DecoupledClassifier - Transfer Learning + Fairness Optimization

For our final experiment, we try adding fairness optimization in our DecoupledClass object. This time, we’ll optimize the Numerical Parity, which aims to make the number of positive labels for each cohort as equal as possible. We’ll set \(\lambda\) to a small value to give more weight to the fairness metric.

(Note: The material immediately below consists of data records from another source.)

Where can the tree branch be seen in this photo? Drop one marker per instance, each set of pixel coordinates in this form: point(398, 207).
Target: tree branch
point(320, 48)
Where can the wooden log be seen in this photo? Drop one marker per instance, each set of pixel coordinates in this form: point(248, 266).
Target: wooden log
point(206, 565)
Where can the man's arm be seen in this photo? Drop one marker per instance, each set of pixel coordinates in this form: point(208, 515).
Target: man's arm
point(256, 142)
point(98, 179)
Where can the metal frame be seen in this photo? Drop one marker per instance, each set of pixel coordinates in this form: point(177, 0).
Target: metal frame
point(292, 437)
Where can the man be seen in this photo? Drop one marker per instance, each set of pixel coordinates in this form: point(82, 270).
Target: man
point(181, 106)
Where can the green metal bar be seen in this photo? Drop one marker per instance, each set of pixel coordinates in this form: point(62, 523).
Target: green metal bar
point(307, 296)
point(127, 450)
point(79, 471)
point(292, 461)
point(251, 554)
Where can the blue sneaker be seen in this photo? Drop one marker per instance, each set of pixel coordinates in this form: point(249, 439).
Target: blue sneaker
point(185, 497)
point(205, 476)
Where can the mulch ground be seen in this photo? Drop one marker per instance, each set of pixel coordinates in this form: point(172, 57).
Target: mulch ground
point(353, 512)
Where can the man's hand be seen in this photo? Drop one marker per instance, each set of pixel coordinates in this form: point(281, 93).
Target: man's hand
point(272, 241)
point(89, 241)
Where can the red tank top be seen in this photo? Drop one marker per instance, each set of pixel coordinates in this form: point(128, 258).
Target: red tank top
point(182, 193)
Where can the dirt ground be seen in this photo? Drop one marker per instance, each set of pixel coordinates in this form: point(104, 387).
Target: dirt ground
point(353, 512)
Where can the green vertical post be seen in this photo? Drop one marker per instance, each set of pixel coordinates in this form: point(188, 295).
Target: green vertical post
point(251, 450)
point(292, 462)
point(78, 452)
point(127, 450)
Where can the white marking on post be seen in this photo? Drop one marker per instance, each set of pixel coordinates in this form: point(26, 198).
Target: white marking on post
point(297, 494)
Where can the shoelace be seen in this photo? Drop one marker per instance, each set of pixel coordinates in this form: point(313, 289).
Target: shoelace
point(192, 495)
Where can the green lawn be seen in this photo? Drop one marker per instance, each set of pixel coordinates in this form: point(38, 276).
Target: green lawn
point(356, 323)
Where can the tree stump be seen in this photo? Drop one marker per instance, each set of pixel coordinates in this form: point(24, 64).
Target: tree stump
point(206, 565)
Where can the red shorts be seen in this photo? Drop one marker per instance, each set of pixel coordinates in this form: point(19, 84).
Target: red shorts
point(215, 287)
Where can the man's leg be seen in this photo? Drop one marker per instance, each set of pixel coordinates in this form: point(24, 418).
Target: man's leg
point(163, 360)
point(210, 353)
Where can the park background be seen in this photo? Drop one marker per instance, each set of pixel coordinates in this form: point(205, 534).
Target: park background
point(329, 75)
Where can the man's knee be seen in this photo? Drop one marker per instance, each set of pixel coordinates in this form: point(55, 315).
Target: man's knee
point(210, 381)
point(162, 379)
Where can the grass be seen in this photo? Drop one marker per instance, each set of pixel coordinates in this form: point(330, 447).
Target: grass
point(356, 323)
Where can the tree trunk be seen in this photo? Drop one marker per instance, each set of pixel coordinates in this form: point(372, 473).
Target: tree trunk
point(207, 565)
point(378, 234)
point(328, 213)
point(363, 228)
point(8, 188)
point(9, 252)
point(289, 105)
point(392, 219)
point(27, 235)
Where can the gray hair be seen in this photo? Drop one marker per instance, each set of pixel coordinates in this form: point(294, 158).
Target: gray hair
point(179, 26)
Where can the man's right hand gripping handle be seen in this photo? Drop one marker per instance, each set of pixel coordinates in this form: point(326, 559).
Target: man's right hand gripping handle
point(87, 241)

This way, we expect the estimator to sacrifice a considerable amount of performance metric (precision, recall, F1, and accuracy) over fairness (equal number of positive labels).

[15]:
preprocessing = [
    dp.BasicImputer(verbose=False),
    dp.DataMinMaxScaler(verbose=False),
    dp.EncoderOHE(drop=False, unknown_err=False, verbose=False)
]

dec_class = DecoupledClass(
    cohort_col=["department"],
    transform_pipe=preprocessing,
    estimator=get_model(),
    minority_min_rate=0.03,
    min_cohort_pct=0.05,
    theta=[0.2, 0.5, 0.8],
    fairness_loss="num_parity",
    lambda_coef=0.2,
    max_joint_loss_time=600,
)
dec_class.fit(X_train, y_train)

pred = dec_class.predict_proba(X_test)
fetch_cohort_results(X_test, y_test, pred, cohort_def=dec_class, fixed_th=True)
[15]:
cohort cht_query roc precision recall f1 accuracy threshold num_pos %_pos cht_size
0 all all 0.901364 0.885156 0.675796 0.733884 0.939001 0.500000 607 0.036915 16443
1 cohort_0 (`department` == "Analytics") 0.801923 0.659641 0.613547 0.630870 0.892677 0.295972 102 0.064394 1584
2 cohort_1 (`department` == "Finance") 0.928840 0.665214 0.838909 0.695979 0.827357 0.087748 183 0.243028 753
3 cohort_2 (`department` == "HR") 0.910229 0.591032 0.830024 0.585841 0.764205 0.064236 200 0.284091 704
4 cohort_3 (`department` == "Legal") 0.917688 0.542793 0.667213 0.329452 0.373457 0.001128 222 0.685185 324
5 cohort_4 (`department` == "Operations") 0.894497 0.881685 0.701623 0.757745 0.938312 0.436915 155 0.045750 3388
6 cohort_5 (`department` == "Procurement") 0.898306 0.807227 0.719237 0.753797 0.930103 0.402534 135 0.062908 2146
7 cohort_6 (`department` == "R&D") 0.699893 0.549763 0.645522 0.315951 0.342561 0.017962 211 0.730104 289
8 cohort_7 (`department` == "Sales & Marketing") 0.938689 0.956582 0.707043 0.778220 0.956387 0.611425 162 0.031401 5159
9 cohort_8 (`department` == "Technology") 0.877133 0.735181 0.650417 0.679839 0.901240 0.420690 134 0.063931 2096

As we can see in the previous results, there was a huge drop in the performance metric of certain cohorts in order to allow the estimator to be as fair as possible according to the Numerical Parity metric. This is an approach that must be used with care, since we should always consider the nature of the dataset, and how important is the performance and fairness. We could also try different values of \(\lambda\) and try to find a better balance between performance and numerical parity.